この時期、セツブンソウ・キクザキイチゲ・福寿草などを求めて観光バスが来るほどお花が多い。
雪解けのグチャグチャ登山道は大渋滞で、いささか嫌気がさしていたところ、静かでもっとお花が豊富な道を案内してもらえることになった。
丸山と多志田山を経て藤原岳に上がる道なき道の急登・アップダウンロングコースである。
6:50マイカーで自宅出発。
8:15伊勢治田駅で仲間を待っている間に、「ホーホケキョ」と今年初の鳴き声を聞く。

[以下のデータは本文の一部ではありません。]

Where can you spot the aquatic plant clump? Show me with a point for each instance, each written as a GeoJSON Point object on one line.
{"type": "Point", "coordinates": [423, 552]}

新町に置車し孫田尾根から藤原展望丘に上がり、復路は大貝戸道。
右手に採石場を見ながら丸山への急登をひたすら歩く頃になるとヒロハノアマナが現れる。
人があまりはいらないので咲き乱れている。
踏みつけないように注意深く歩いた。
今年もお花の時期が来たと思うと嬉しくワクワクした。
今日は風もなく晴天。
さらに汗だくになって登ると、今度はセツブンソウが現れ始める。
10cmにも満たない可憐な山野草で、精一杯に咲く様がかわいい。
雪解けの頃に芽を出し、旧暦の節分の頃に咲くのでこの名がある。
藤原岳の一般ルートでも何度か見たが、こんな広範囲に咲き乱れる光景は初めてだった。
時期が良かった。夢のようだった。身震いするほど嬉しかった。
左:スハマソウ(葉先が丸い)
右:ミスミソウ(葉先が三角)
写り最悪であしからず
多志田山を直登したのち、急降下して藤原展望丘への尾根に登り返す。
その頃になるとセツブンソウに混じって福寿草が現れた。
花に気を紛らわせながら最後の道なき道の急登をほうほうの体で尾根に上がった。
もうお腹がぺこぺこ、1時近くになって昼食とした。
昼食後、藤原岳展望丘(H1140)まで数分。
ここまで来てやっと大勢の登山客に出合った。
藤原山荘前の福寿草が初々しく咲く。
ここからは、藤原名物の雪解け泥んこグチャグチャ道をしばらく歩く。
絶対転びたくないので慎重に降る。
一般道(大貝戸道)のつづら折の道をひたすら降って午後4時無事下山した。
三岐鉄道に乗って西藤原駅から伊勢治田駅まで戻る電車の待ち時間に、仲間のひとりがものすごいものを案内してくれた。
それは・・・・・
セツブンソウの大群。
これは藤原岳麓に住むお宅の庭先なのだが、セツブンソウを大切に育ているのだ。
山中でこんなセツブンソウの群生に出会ったら、私は卒倒すると思うが、山中にもきっとこんなところがあるように思える。
そんな光景を夢見て、私はまた山に入るのである。